P. S. Если есть какие-то фактические ошибки - говорите, я исправлю. Хотя вроде бы особенно заметных не должно быть...
Посвящение
Шипперам Руссингона. Я люблю вас, честно)
И всем нашему твиттерскому фэндому тоже.
Часть 1
16 февраля 2021, 03:32
Никто не смог сказать бы, когда это началось. Возможно, несколько мгновений назад, когда он открыл глаза. Возможно, немного раньше, когда его одолевали кошмарные призрачные видения, и вдруг их разогнал полузабытый, но такой родной и близкий голос, заставив забыть и о страхе, и даже о боли. А возможно, ещё в те беспечальные времена, когда мир освещали два Древа и семьи нолдор ещё не знали настоящей вражды. Никто не смог бы сказать, с чего и когда всё началось. Сам Маэдрос тоже не мог.
Зато он с болезненной ясностью осознавал, что происходило, когда он открыл глаза.
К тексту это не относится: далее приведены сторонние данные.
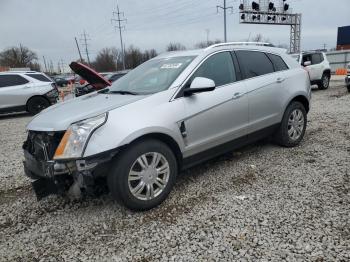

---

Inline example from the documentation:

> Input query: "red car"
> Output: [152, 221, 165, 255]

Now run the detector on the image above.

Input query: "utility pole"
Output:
[80, 30, 91, 65]
[111, 5, 127, 70]
[217, 0, 233, 42]
[206, 29, 210, 45]
[75, 37, 83, 62]
[49, 60, 54, 74]
[59, 59, 65, 73]
[42, 56, 48, 72]
[57, 62, 61, 74]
Он увидел отблески звёздного света, беспрепятственно лившегося из приоткрытого окна и мерцавшего на сложных чёрных косах Финдекано и вплетённых в них золотых лентах. Услышал его тихое пение, когда он перебирал струны арфы, наигрывая смутно знакомую мелодию. И, наконец, почувствовал прикосновение рук Финдекано к своей щеке и, почти сразу же, к бывшей руке.
— Майтимо, ты очнулся! — прошептал он почти беззвучно и улыбнулся. Ни темнота, ни почти полная тишина не смогли скрыть от Маэдроса искрящуюся радость его названого брата. Он почти невольно улыбнулся в ответ, чувствуя, как слабеют руки и замирает сердце, а в груди рождается несильная, но навязчивая боль, обещавшая со временем стать невыносимой. Она не могла сравниться с тем, что испытывал старший сын Феанора, когда был прикован к скале, но какое-то бесконечно долгое мгновение он желал вернуться туда и не иметь дела с правдой, открывшейся ему в своей ужасающей полноте.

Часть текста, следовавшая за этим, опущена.